Sie wollte Himmel und Hölle vernichten
19:30 - 21:00
8005 Zürich
Auf den Spuren von Rabi’a, der Sängerin der Gottesliebe
Eine Frau läuft durch die Straßen einer Stadt. Sie hält einen Krug mit Wasser in der einen, eine brennende Fackel in der anderen Hand. Man fragt sie: «Was hast du vor?». Sie antwortet: «Ich will Wasser in die Hölle gießen und Feuer ans Paradies legen, damit diese beiden Schleier verschwinden und die Menschen Gott nicht aus Furcht vor der Hölle oder aus Hoffnung aufs Paradies anbeten, sondern allein um Seiner urewigen Schönheit willen.»
Diese Geschichte ist eine von vielen, die in der islamischen Welt über Rabi’a al-Adawiyya erzählt werden. Geboren wurde sie zwischen 713 und 721 in Basra, im heutigen Irak. Sie war die erste Frau, die in einer von düsterer Askese geprägten religiösen Bewegung ihrer Zeit die Botschaft der uneigennützigen, absoluten Gottesliebe verkündete.
Ihre Geschichte und Botschaft gelangten durch die Kreuzzüge auch in die christliche Welt. Die muslimische Heilige fand Anhänger:innen unter Christinnen und Christen. Fast tausend Jahre nach ihrem Tod klang ihre Stimme im heftigen theologischen Streit über «L’amour pur» («die reine Gottesliebe») in Frankreich noch nach.

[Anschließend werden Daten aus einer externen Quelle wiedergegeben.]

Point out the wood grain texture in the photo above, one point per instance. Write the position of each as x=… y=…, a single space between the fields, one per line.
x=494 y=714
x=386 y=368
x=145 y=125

Rabi’a verfasste keine einzige Zeile, hinterliess jedoch ein mündlich überliefertes spirituelles Werk von zentraler Bedeutung. Dieses Werk besteht aus sprichwörtlich gewordenen Äußerungen und schlichten, ergreifenden Gedichten. Darin sprach sie als Erste Gott in einer erotischen Sprache an – einer Sprache, die Parallelen zur Mystik der Heiligen Teresa von Avila aufweist.